Recent reports have shown that only a small group of cancer patients can benefit from ICIs [36], which calls for new biomarkers for ICI response prediction or even related adverse event prediction. In this study, we identified three immune-related genes, VEGFC, VCAN, and TNFSF, overexpressed in tumor tissues of high-risk patients and PDXY and APOLD1 upregulated in the low-risk group. This model is apt at discriminating aberrant immune checkpoint genes in different risk groups. Among the immune checkpoint genes, PD-1, PD-L1, CTLA4, TIM3, LAG3, and TIGIT frequently detected in most ICI research [36, 37], we found PD-1 and LAG3 expressions were upregulated in the high-risk group versus the low-risk group. We also found that either single use of anti-PD1 or CTLA therapy or their combination had better efficacy in low-risk patients than those achieved in high-risk patients.
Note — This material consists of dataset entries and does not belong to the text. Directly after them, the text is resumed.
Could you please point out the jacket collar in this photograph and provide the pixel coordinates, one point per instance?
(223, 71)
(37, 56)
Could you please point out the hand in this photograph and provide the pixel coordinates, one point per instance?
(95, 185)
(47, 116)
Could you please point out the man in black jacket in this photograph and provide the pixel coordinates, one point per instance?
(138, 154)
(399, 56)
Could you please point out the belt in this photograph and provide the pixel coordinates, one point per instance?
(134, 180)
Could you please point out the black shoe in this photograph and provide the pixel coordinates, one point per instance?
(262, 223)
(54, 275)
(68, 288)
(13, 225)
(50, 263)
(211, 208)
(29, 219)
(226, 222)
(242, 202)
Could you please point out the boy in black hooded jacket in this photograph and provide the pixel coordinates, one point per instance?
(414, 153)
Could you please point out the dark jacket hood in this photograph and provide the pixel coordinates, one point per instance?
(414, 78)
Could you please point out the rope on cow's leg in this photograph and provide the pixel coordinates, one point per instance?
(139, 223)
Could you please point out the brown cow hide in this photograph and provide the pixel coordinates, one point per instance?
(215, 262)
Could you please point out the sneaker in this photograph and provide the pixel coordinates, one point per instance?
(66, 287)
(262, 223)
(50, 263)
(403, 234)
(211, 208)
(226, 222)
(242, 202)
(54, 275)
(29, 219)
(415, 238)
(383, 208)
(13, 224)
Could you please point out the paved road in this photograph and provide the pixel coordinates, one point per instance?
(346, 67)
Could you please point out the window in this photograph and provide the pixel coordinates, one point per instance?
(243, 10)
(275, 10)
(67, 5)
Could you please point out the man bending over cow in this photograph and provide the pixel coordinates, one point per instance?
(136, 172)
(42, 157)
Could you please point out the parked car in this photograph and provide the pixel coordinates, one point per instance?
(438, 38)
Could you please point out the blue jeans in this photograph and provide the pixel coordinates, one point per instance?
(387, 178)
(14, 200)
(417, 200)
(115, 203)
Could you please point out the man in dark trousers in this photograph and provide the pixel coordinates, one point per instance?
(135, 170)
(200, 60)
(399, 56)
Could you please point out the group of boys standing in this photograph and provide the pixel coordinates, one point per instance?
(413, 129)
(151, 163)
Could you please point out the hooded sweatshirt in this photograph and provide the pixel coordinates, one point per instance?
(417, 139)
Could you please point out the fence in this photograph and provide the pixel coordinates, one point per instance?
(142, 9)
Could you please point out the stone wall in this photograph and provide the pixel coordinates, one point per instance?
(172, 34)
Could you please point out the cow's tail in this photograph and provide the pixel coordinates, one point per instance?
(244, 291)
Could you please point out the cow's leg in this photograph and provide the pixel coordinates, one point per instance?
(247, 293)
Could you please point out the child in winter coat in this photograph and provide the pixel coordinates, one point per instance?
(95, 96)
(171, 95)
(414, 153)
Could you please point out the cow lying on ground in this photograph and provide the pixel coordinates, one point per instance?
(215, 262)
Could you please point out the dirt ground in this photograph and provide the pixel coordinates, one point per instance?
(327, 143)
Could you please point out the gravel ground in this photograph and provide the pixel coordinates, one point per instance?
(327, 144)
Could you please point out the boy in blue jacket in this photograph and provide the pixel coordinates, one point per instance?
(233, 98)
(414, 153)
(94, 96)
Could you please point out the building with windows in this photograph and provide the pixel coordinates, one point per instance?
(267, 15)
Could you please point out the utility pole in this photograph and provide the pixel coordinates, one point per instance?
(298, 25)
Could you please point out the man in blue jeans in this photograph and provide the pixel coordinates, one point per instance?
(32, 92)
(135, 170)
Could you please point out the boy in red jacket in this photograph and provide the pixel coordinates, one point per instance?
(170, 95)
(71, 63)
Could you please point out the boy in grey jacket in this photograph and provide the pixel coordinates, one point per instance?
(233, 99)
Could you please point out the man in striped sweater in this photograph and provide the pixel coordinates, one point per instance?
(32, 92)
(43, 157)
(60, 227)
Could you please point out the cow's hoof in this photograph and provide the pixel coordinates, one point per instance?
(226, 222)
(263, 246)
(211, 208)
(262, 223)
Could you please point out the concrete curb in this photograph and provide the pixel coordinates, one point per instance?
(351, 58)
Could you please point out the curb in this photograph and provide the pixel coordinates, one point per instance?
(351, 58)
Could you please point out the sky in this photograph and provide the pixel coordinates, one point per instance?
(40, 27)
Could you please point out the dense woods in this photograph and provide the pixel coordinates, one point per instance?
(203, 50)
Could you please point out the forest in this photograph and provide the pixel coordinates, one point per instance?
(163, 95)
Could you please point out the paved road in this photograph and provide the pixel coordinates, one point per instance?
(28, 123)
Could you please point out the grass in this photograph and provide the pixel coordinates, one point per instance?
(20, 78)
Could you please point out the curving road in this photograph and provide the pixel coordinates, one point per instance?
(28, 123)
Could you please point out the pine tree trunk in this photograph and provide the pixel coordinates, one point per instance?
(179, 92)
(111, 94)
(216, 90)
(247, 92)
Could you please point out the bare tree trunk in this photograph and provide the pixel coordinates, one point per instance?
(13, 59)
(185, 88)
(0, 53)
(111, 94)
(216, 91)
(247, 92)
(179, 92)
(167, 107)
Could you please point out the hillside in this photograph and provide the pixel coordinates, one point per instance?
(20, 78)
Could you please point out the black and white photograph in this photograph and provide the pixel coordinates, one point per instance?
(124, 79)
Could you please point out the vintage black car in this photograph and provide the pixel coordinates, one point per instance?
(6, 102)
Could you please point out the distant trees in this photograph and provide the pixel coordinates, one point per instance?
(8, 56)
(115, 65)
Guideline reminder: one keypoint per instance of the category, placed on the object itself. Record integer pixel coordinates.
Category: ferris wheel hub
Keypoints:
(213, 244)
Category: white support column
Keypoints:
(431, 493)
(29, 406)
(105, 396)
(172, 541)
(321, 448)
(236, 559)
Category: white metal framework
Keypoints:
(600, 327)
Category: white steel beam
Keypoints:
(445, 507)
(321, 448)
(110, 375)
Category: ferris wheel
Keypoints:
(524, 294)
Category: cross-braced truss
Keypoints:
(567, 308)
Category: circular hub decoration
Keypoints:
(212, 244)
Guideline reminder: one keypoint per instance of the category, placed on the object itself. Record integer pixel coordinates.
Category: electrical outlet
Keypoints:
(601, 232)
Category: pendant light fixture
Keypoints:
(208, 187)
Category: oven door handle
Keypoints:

That means low-risk patients can also benefit from ICIs, whatever the specific agents or combination regimens. The findings above suggest that this risk model is an excellent option for monitoring immunotherapeutic efficacy.

Conclusion

In summary, we developed a risk model based on m6A-related prognostic lncRNA pairs for GC risk using the optimal modeling algorithms. It effectively shapes the tumor-infiltrating immune cell landscape and predicts the efficacy of immunotherapy in low- and high-risk patients, which can be used as an accurate and independent predictor for GC risk. The 11-m6A-related lncRNA signature used in the model is worthy of further exploration to offer therapeutic targets for better immunotherapy. However, more information of the TCGA cohort, such as medication schedules, surgical records, and pathological reports, are unavailable but essential for insightful analysis, which is expected in our future publication in a timely manner. Large-sample, multicentre studies of assessment of m6A-related lncRNA-based risk model in GC prognosis prediction are needed.